I believe this means that the part's computer has the vehicle's VIN loaded into it with a computer that can only be purchased/used by a certified technician. If he was to buy a new part, it would have a blank VIN; and if he pulled one from a junker, it would have that car's VIN.

(edit: should also say, I think a VIN mismatch would cause the ECU to refuse to work with that part and shut down)


Well that's dumb. I've never heard of that before. But I guess I shouldn't be surprised. Thanks!


It gets even more fiendish than that - you can have entire linked dependencies of locked modules. My old Saab’s key was locked to the security computer, to the column immobilizer, then to the engine computer.

Lost one key? Bummer. Lost all your keys? $2500, several hours of reprogramming time at the dealer, and a bunch of new parts shipped over from Trollhattan.

Thankfully the hacking scene has managed to bypass lots of this as Saab no longer exists to make parts. But this was the state of the art in 2003. I’m sure it’s even worse now.

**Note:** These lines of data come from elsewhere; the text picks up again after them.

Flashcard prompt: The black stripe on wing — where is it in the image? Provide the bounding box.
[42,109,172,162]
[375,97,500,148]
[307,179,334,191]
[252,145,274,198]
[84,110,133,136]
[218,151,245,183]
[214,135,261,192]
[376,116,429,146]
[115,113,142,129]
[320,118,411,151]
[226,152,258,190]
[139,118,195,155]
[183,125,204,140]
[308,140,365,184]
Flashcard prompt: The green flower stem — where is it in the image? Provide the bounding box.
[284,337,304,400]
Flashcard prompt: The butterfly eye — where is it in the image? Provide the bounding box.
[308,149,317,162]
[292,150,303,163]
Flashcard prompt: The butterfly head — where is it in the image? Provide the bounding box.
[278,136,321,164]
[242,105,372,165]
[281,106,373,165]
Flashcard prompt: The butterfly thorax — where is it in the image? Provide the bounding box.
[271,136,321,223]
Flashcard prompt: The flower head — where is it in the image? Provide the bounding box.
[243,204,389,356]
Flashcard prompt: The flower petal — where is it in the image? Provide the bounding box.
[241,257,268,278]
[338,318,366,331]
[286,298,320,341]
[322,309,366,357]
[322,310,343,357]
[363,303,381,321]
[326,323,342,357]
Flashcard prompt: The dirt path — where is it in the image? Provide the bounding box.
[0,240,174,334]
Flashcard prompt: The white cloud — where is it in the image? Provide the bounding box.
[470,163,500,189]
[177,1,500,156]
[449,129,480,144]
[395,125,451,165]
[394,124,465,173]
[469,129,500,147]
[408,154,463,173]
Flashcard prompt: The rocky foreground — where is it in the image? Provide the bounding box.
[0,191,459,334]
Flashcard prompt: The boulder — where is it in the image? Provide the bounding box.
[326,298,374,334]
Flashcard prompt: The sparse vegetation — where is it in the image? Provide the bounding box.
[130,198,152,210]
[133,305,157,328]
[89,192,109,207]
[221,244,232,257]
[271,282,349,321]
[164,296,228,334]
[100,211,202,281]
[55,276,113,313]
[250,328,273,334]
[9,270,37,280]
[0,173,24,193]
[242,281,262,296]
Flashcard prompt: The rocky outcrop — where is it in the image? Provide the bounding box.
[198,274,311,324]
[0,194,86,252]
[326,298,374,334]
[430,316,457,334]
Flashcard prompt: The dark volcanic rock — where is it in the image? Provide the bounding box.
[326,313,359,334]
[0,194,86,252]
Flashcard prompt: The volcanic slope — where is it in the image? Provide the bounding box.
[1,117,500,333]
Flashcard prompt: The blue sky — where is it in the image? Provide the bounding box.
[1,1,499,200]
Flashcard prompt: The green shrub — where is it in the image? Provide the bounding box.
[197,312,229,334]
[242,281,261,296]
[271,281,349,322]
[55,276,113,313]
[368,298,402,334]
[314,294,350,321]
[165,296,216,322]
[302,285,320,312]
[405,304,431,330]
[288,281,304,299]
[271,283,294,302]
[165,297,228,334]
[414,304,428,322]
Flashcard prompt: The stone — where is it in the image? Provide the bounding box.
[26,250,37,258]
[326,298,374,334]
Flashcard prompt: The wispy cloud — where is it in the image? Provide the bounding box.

It's going to get worse - on most cars the CAN bus is not encrypted and the messages are not signed. There was a comment here recently where a tech in the auto industry claimed that one manufacturer was planning to start signing the CAN bus packets. That will mean it likely becomes impossible to do things like re-code the PCM for a motor with a different VIN so you can re-use the PCM in another vehicle.

That will be quite hard to overcome.


BMW has been doing this for a while.


I wonder if this didnt start with 2005 7 series when it received FLIR Night Vision system. That thing was locked down due to ITAR and gave BMW excuse to pair with ECU.